Warum das Galaxy Z Fold8 Ultra mehr als ein großes Smartphone sein will
Ein Foldable muss im Alltag mehr leisten als ein normales Smartphone. Der Reiz entsteht nicht allein durch den Faltmechanismus, sondern durch die Möglichkeit, unterwegs ein kompaktes Gerät zu nutzen und bei Bedarf deutlich mehr Arbeitsfläche zu bekommen. Genau an diesem Punkt setzt das Samsung Galaxy Z Fold8 Ultra an.

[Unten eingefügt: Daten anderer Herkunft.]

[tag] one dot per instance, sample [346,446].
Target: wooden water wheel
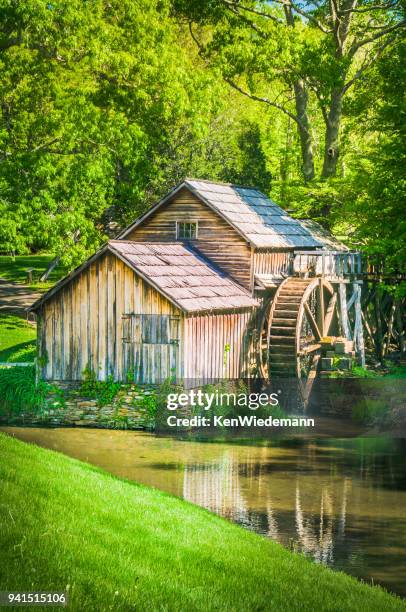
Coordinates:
[293,323]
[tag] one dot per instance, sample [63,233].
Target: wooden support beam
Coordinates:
[312,322]
[358,331]
[329,314]
[345,324]
[322,307]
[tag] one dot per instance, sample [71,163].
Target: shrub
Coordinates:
[19,391]
[104,391]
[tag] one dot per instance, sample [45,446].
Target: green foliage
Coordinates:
[14,268]
[104,391]
[104,109]
[17,339]
[19,391]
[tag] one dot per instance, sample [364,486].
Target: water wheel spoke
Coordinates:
[321,306]
[307,384]
[311,348]
[330,314]
[312,322]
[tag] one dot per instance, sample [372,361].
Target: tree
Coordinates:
[102,109]
[306,54]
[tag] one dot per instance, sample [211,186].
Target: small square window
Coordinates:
[186,230]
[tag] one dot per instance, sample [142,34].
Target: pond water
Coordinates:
[341,502]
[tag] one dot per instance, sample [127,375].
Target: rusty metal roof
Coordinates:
[254,216]
[323,235]
[183,276]
[262,222]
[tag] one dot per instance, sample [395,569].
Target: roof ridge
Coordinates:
[250,187]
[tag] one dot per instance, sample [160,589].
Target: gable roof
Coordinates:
[320,233]
[255,217]
[186,279]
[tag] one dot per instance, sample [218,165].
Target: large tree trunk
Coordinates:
[301,99]
[332,151]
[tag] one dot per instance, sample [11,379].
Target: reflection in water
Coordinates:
[341,502]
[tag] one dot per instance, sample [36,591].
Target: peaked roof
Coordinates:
[323,235]
[188,280]
[257,218]
[177,272]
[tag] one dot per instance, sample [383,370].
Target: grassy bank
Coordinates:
[123,546]
[17,339]
[14,269]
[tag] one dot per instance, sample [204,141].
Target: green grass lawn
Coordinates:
[118,545]
[17,339]
[15,269]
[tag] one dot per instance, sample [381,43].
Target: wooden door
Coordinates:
[151,347]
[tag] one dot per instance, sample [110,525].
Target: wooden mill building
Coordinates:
[214,281]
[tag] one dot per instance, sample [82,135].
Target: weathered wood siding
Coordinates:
[217,240]
[216,346]
[267,261]
[83,326]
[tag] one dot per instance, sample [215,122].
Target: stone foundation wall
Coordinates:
[68,409]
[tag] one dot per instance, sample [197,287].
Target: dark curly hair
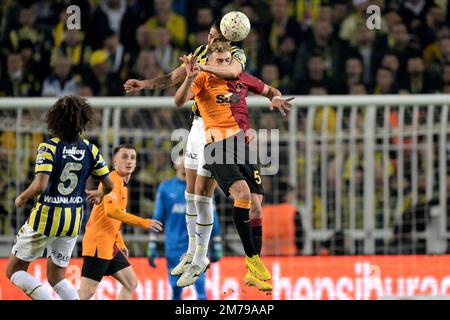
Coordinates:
[68,117]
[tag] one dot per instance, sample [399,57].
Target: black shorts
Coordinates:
[231,160]
[95,268]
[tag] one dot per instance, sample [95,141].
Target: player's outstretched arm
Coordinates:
[105,187]
[277,101]
[162,82]
[184,92]
[231,71]
[38,186]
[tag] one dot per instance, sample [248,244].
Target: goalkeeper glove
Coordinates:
[152,253]
[217,250]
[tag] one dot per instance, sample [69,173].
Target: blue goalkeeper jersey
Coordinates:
[170,209]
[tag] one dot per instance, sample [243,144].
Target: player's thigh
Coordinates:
[28,245]
[253,177]
[94,268]
[191,178]
[195,143]
[205,186]
[127,278]
[87,288]
[60,249]
[256,208]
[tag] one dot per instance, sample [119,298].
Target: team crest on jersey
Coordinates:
[74,153]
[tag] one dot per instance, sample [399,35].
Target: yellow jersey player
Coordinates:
[63,164]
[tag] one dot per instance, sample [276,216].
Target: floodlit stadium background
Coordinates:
[369,173]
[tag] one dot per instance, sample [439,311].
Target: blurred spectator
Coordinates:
[84,91]
[339,12]
[414,13]
[427,31]
[384,82]
[99,77]
[417,80]
[353,75]
[350,27]
[166,55]
[282,224]
[315,76]
[61,83]
[271,76]
[203,21]
[286,59]
[16,81]
[107,16]
[358,89]
[445,77]
[401,44]
[442,57]
[307,12]
[31,60]
[46,13]
[73,48]
[369,50]
[321,42]
[200,38]
[147,68]
[281,25]
[118,58]
[254,52]
[336,245]
[391,62]
[167,18]
[25,31]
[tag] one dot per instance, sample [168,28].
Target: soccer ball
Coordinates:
[235,26]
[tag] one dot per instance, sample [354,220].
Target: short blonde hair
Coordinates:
[219,46]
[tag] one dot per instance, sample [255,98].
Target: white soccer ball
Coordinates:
[235,26]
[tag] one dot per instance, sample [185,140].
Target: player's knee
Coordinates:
[255,210]
[130,284]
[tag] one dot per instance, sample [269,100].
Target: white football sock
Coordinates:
[31,286]
[66,290]
[191,219]
[203,228]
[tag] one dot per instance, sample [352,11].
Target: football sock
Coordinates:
[191,219]
[257,234]
[66,290]
[31,286]
[242,222]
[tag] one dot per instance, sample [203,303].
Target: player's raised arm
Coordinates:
[38,186]
[184,92]
[162,82]
[231,71]
[276,99]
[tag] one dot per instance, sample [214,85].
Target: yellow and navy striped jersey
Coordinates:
[201,54]
[59,209]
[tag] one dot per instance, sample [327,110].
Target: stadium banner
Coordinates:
[293,278]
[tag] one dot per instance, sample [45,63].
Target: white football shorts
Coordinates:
[30,245]
[195,146]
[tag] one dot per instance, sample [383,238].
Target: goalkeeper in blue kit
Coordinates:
[170,209]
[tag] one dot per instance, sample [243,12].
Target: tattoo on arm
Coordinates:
[162,82]
[273,92]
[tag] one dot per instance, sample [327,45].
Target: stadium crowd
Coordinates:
[300,47]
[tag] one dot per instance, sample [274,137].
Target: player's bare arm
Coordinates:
[105,187]
[38,185]
[184,92]
[230,71]
[162,82]
[277,101]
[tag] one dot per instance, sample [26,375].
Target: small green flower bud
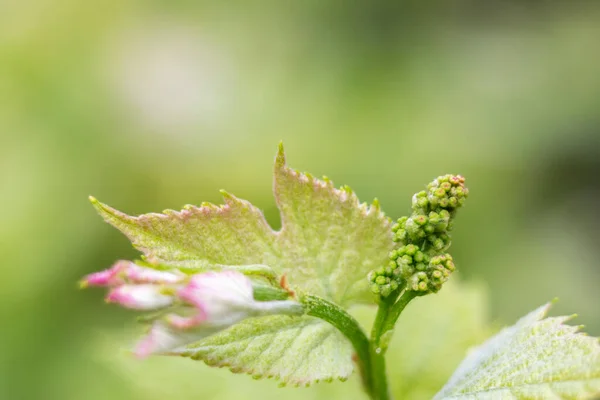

Zusammengeklappt bleibt das Gerät ein Smartphone mit 6,5-Zoll-Außendisplay. Aufgeklappt entsteht eine deutlich größere Fläche mit 8 Zoll Diagonale. Das kann beim Lesen, bei Dokumenten, bei Multitasking, bei Videokonferenzen oder beim Bearbeiten von Bildern einen echten Unterschied machen. Die entscheidende Frage lautet aber nicht, ob der Bildschirm größer ist. Entscheidend ist, ob die eigene Nutzung von diesem Format profitiert.
Samsung positioniert das Ultra-Modell klar oberhalb des normalen Galaxy Z Fold8. Es geht nicht nur um ein faltbares Display, sondern um möglichst viel Leistung, mehr Akkukapazität und eine stärkere Kamera innerhalb eines weiterhin mobilen Geräts.
Preis, Vorbestellung und Marktstart in Deutschland
Die Vorbestellung des Samsung Galaxy Z Fold8 Ultra beginnt am 22. Juli 2026. Der reguläre Verkaufsstart ist für den 7. August 2026 geplant. Damit wird das Foldable zunächst vor allem für Käufer interessant, die bewusst früh bestellen und mögliche Vorbestelleraktionen prüfen möchten.
Die deutsche Preisstruktur fällt erwartungsgemäß hoch aus:
| Speichervariante | Preisorientierung |
|---|---|
| 256 GB | ab 2.199 Euro |
| 512 GB | 2.399 Euro |
| 1 TB | 2.799 Euro |
Der 512-GB-Speicher ist für ein Gerät dieser Preisklasse interessant, weil ein Foldable häufig über mehrere Jahre genutzt wird und sich der Speicher nicht nachträglich erweitern lässt. Die 1-TB-Variante richtet sich dagegen vor allem an Nutzer, die viele Videos, große Dateien, Spiele oder Offline-Inhalte speichern.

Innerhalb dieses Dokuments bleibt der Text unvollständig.